Part1 : You're using lat/lon, in neo4j 3.0 there is native support for point and distance, make sure to use latitude and longitude property keys. You can then set this property on the relationship with the following :
MATCH (start:YourNodeLabel)-[r:NEXT]->(end)
SET r.distance = distance(point(start), point(end)) / 1000
Part 2 : If you know the start and end node of the path, you can then create this next relationship by reducing the distance properties of the relationships :
MATCH (start:YourNodeLabel {name:"A"}), (end:YourNodeLabel {name:"E"})
MATCH (start)-[r:NEXT*]->(end)
CREATE (start)-[newrel:NEXT]->(end)
SET newrel.distance = reduce(d=0.0, x IN r | d + x.distance)
Be careful however with this, taking into account that there could be more than one path from start to end, in that case for eg if you want to find the shortest distance from start to end, you will need to calculate the total distance and take the lowest one :
MATCH (start:YourNodeLabel {name:"A"}), (end:YourNodeLabel {name:"E"})
MATCH p=(start)-[:NEXT*]->(end)
WITH p, start ,end, reduce(d=0.0, x IN rels(p) | d + x.distance) as totalDistance
ORDER BY totalDistance ASC
LIMIT 1
CREATE (start)-[newRel:NEXT]->(end)
SET newRel.distance = totalDistance
If you don't have the distance properties on the relationships, you can also calculate the geo distance on the fly in the reduce functions :
MATCH (start:YourNodeLabel {name:"A"}), (end:YourNodeLabel {name:"E"})
MATCH p=(start)-[:NEXT*]->(end)
WITH p, start, end,
reduce(d=0.0, x IN range(1, size(nodes(p))-1) | d + distance(point(nodes(p)[x-1]), point(nodes(p)[x])) / 1000) as distance
ORDER BY distance ASC
LIMIT 1
CREATE (start)-[newRel:NEXT]->(end)
SET newRel.distance = distance
As a general advise, I wouldn't use the same relationship type name for the relationship used as a shortcut, maybe CONNECT_TO or REACH_POINT can be more suited in order to not to interfer with the NEXT relationships in other queries.
Related
I imported a large set of nodes (>16 000) where each node contains the information about a location (longitudinal/lateral geo-data).

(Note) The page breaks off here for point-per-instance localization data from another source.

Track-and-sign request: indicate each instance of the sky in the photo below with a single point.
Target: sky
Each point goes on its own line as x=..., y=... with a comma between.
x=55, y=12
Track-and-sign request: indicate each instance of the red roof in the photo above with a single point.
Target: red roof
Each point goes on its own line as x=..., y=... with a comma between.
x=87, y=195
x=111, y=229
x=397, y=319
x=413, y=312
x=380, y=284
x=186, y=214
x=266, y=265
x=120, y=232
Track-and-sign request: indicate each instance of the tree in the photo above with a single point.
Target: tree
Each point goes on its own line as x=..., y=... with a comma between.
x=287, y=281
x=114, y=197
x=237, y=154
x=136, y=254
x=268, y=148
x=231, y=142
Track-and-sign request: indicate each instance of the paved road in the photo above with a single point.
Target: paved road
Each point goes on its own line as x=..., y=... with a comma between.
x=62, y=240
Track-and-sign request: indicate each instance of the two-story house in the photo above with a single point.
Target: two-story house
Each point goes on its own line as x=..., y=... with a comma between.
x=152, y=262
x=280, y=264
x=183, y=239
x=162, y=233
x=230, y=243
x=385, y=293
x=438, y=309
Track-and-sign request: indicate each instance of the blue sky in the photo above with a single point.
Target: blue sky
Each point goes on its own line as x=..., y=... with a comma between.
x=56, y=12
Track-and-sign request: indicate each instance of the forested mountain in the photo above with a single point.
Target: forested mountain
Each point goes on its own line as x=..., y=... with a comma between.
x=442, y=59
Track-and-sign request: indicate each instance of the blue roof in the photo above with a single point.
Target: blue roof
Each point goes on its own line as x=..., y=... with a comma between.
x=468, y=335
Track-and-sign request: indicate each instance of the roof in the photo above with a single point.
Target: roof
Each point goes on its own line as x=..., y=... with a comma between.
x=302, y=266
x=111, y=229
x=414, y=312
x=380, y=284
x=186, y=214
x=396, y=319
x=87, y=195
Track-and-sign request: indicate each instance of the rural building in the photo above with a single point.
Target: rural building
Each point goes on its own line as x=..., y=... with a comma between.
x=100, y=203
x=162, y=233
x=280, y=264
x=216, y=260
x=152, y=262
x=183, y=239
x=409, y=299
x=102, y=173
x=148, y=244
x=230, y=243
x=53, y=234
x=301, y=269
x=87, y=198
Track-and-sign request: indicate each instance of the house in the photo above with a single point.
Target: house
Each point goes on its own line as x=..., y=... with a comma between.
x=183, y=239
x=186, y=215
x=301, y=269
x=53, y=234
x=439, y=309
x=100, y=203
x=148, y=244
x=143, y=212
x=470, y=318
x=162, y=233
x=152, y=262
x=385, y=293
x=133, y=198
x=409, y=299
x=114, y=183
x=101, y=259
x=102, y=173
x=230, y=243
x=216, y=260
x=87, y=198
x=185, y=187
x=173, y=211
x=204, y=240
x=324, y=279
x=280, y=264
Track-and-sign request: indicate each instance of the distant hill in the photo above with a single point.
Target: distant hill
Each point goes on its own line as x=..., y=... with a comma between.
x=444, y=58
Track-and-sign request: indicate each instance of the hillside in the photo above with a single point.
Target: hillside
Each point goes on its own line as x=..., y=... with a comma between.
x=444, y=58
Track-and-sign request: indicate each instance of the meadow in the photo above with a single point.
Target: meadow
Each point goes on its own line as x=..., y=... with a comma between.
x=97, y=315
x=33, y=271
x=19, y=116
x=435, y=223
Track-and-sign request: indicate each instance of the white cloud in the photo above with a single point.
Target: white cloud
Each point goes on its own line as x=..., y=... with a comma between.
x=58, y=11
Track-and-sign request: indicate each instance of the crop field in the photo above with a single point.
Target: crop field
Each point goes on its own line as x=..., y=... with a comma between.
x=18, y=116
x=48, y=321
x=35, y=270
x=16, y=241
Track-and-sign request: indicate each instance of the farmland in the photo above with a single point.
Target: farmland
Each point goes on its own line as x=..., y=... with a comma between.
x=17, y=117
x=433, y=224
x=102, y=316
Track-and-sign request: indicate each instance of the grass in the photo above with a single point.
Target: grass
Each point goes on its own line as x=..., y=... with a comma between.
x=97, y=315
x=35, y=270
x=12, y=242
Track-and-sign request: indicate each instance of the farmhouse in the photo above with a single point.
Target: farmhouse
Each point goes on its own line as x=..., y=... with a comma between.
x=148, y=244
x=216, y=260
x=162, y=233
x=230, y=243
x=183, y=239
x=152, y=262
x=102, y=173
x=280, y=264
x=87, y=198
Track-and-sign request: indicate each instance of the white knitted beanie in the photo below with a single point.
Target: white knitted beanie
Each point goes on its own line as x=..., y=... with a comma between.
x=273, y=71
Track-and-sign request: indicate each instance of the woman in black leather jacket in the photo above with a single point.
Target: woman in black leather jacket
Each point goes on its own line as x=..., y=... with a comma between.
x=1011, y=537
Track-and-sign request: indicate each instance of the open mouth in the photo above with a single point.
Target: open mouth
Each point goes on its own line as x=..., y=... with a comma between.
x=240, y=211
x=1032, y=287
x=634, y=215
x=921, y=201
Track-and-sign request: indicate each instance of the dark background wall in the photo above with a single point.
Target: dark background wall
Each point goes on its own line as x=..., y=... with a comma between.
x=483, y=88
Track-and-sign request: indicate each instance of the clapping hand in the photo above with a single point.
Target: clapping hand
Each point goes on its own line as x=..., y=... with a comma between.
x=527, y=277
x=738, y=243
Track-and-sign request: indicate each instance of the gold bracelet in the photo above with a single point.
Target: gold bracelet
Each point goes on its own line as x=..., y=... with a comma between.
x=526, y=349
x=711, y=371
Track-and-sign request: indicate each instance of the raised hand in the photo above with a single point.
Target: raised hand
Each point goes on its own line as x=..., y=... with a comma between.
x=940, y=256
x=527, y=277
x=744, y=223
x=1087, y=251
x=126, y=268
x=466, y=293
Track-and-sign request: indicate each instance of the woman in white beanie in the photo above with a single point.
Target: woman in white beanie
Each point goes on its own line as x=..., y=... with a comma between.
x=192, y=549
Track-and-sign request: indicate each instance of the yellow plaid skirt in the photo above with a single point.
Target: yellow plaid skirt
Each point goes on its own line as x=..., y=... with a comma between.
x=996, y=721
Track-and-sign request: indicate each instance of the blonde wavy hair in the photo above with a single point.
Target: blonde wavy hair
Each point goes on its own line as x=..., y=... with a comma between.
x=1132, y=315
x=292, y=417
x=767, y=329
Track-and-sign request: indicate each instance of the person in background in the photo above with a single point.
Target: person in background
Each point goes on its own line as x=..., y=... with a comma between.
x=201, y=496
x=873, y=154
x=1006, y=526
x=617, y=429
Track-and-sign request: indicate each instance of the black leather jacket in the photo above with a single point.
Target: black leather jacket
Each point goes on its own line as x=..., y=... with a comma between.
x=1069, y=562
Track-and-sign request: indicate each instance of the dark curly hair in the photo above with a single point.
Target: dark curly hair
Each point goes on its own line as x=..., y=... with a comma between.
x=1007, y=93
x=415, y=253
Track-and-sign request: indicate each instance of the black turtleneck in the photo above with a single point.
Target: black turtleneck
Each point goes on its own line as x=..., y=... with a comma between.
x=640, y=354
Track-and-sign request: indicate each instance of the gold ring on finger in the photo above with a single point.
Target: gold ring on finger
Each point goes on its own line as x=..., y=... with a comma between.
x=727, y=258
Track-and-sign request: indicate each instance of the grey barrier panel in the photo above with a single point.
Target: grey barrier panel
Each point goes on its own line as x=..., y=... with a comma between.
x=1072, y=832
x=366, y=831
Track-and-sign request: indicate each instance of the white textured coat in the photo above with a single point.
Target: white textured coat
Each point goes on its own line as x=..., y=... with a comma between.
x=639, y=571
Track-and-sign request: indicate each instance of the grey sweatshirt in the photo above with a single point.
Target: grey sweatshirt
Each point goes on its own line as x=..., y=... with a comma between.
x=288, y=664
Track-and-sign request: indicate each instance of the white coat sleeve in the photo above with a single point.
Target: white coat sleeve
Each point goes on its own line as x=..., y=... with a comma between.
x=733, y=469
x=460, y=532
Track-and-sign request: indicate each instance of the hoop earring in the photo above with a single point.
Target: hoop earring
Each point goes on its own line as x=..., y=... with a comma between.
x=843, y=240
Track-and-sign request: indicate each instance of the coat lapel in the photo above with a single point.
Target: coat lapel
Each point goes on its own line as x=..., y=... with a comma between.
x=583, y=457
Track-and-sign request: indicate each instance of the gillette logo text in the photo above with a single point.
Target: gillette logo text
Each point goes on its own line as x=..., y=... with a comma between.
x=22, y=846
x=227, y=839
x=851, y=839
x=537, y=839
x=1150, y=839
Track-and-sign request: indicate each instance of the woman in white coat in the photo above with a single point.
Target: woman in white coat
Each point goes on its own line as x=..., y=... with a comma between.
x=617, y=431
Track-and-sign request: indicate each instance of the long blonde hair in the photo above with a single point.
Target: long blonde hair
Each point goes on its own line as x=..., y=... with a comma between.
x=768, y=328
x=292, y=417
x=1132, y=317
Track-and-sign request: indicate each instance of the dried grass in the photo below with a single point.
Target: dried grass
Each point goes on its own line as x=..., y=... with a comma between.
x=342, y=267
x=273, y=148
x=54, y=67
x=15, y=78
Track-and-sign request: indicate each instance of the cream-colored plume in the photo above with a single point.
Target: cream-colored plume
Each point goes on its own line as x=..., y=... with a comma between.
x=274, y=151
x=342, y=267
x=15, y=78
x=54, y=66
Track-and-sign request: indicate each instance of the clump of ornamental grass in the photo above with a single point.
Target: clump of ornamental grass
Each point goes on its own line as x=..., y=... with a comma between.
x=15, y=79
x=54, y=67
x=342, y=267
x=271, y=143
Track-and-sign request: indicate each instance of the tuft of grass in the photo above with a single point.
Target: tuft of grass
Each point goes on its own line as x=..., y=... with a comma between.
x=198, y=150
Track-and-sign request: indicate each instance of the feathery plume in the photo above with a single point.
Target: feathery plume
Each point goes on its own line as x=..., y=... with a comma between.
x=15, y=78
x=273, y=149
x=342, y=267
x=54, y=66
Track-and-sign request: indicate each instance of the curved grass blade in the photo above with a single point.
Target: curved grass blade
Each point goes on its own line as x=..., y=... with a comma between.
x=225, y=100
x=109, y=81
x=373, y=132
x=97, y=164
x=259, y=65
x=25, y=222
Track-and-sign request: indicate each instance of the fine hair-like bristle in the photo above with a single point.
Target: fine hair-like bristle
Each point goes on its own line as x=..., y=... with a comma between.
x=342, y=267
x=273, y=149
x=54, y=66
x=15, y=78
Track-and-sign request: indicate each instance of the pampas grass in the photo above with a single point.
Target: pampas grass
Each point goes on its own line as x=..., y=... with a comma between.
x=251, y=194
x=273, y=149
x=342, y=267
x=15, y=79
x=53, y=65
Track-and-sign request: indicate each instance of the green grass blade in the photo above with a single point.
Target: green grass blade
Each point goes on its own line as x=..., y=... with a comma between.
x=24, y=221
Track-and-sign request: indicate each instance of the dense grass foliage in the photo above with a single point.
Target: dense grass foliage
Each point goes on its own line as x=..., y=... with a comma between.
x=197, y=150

All nodes have the same label. There are no relationships in this scenario. Now I want to identify for each node the next neighbour by distance and create a relationship between these nodes.
This (brute force) way worked well for sets containing about 1000 nodes: (1) I first defined relationships between all nodes containing the distance information. (2) Then I defined for all relationships the property "mindist=false".(3) After that I identified the next neighbour looking at the the distance information for each relationship and set "mindist" property "true" where the relationship represents the shortest distance. (4) Finally I deleted all relationships with "mindist=false".
(1)
match (n1:XXX),(n2:XXX)
where id(n1) <> id(n2)
with n1,n2,distance(n1.location,n2.location) as dist
create(n1)-[R:DISTANCE{dist:dist}]->(n2)
Return R
(2)
match (n1:XXX)-[R:DISTANCE]->(n2:XXX)
set R.mindist=false return R.mindist
(3)
match (n1:XXX)-[R:DISTANCE]->(n2:XXX)
with n1, min(R.dist) as mindist
match (o1:XXX)-[r:DISTANCE]->(o2:XXX)
where o1.name=n1.name and r.dist=mindist
Set r.mindist=TRUE
return r
(4)
match (n)-[R:DISTANCE]->()
where R.mindist=false
delete R return n
With sets containing about 16000 nodes this solution didn't work (memory problems ...). I am sure there is a smarter way to solve this problem (but at this point of time I am still short on experience working with neo4j/cypher). ;-)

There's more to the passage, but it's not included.